Le tout nouveau président Nelson Mandela prend possession de ses fonctions et de son bureau. Le chef du service d’ordre, noir, qu’il a nommé, réclame des renforts pour assurer la sécurité d’un président qu’une partie de la population n’accepte pas. Dans le cadre de sa politique de réconciliation et de construction d’une nation multiraciale, Mandela lui envoie plusieurs anciens gardes du corps de De Klerk, blancs naturellement.

La coexistence entre les ennemis d’hier au sein de la nouvelle équipe est difficile.
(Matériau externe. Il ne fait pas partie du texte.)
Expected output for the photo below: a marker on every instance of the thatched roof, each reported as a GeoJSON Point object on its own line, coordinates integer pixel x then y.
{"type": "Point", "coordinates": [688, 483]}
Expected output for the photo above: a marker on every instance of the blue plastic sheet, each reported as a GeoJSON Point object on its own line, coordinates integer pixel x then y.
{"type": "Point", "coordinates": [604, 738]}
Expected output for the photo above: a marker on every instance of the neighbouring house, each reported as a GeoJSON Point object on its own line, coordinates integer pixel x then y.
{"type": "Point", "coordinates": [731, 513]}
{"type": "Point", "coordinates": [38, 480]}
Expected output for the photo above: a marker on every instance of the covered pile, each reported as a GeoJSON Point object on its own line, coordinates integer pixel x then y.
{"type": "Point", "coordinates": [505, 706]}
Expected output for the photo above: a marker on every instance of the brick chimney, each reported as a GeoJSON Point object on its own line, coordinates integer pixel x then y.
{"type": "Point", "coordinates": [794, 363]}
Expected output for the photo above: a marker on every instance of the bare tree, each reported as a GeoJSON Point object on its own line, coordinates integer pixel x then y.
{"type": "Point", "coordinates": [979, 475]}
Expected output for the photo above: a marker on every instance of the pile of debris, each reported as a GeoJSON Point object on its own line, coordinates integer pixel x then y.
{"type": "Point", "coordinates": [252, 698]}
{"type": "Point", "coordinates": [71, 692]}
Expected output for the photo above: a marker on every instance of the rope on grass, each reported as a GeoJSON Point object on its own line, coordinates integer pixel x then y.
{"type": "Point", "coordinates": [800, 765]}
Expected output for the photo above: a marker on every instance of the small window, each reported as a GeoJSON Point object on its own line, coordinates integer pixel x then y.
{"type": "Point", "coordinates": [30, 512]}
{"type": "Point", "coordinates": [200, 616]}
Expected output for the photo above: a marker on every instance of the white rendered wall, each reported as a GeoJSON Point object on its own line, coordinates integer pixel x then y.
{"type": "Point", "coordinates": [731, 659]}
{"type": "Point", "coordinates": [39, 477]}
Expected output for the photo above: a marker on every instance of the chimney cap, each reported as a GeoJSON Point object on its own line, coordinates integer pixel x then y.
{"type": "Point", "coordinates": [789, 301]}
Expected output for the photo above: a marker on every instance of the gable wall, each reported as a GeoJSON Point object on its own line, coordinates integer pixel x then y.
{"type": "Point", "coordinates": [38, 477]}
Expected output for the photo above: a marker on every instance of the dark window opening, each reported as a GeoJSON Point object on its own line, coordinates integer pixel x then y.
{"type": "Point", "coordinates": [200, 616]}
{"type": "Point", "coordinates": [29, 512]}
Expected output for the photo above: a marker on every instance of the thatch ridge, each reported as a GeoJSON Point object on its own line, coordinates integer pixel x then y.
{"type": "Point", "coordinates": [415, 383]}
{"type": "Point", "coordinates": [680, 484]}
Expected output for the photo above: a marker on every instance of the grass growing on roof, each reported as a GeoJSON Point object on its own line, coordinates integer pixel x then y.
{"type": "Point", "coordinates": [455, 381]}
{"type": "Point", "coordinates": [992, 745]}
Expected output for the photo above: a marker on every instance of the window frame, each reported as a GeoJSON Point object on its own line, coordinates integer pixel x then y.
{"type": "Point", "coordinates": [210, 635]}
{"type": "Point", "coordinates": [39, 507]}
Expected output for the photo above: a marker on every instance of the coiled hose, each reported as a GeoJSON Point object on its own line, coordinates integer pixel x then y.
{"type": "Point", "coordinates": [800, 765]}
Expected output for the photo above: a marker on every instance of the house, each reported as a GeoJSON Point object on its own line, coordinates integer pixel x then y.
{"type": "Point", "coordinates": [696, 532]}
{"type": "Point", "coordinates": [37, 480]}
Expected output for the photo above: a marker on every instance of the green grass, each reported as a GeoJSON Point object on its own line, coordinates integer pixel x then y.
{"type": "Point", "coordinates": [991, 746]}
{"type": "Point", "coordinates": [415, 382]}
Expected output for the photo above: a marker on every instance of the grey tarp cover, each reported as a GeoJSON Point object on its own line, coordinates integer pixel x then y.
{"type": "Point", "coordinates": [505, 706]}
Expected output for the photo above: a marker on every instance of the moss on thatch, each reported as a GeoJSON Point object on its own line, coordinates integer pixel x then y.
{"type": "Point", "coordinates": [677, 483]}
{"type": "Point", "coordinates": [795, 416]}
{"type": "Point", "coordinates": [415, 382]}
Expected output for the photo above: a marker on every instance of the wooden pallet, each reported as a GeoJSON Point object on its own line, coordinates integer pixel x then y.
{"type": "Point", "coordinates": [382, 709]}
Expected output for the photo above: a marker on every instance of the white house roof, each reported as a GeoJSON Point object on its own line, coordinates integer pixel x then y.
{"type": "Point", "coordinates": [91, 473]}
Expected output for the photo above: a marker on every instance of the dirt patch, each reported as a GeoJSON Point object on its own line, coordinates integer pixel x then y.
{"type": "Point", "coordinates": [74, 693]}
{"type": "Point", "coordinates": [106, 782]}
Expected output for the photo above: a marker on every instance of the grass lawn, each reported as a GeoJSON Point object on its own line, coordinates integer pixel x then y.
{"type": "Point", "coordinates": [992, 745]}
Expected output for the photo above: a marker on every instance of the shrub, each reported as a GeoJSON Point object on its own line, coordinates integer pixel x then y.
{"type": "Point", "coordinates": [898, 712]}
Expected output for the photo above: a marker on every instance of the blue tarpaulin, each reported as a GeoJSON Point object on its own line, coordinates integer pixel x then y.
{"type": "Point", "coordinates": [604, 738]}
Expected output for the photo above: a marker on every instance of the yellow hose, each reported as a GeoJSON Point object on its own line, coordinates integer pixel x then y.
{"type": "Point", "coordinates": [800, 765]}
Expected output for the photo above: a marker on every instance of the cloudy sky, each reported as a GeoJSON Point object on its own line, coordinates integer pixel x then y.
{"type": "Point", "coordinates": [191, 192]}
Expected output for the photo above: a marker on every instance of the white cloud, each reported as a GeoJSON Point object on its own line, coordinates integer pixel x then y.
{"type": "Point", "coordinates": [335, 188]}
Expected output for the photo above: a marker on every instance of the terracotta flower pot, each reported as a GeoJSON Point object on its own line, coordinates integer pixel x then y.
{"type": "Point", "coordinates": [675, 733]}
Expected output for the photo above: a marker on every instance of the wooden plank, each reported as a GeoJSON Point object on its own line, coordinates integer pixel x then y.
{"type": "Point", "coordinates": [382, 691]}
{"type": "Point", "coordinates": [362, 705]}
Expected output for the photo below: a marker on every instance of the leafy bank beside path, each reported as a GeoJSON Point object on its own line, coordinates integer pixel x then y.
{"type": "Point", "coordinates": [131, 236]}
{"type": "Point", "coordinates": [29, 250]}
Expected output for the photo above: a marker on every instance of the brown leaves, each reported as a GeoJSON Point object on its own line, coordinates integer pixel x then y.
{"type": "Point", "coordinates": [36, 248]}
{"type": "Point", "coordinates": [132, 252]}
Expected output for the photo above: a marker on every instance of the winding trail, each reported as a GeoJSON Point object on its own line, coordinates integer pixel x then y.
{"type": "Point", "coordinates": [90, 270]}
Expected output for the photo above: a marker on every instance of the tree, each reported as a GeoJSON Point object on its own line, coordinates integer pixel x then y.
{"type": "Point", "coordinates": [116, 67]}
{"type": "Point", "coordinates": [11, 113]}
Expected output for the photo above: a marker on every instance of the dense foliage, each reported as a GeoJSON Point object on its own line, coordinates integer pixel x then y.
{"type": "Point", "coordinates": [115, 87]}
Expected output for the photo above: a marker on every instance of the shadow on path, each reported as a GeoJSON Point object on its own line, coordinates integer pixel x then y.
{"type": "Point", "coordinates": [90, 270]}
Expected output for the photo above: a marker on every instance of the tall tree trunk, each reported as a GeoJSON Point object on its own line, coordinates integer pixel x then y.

Les blancs ont du mal à accepter un chef noir ; les noirs ne croient pas en la loyauté de leurs nouveaux collègues. Pourtant, le tableau de service se met en place. Un objectif est fixé aux gardes du corps : sourire. Si face à une foule hostile ils affichent un visage crispé, l’objectif leur est fermement rappelé  par le circuit radio interne.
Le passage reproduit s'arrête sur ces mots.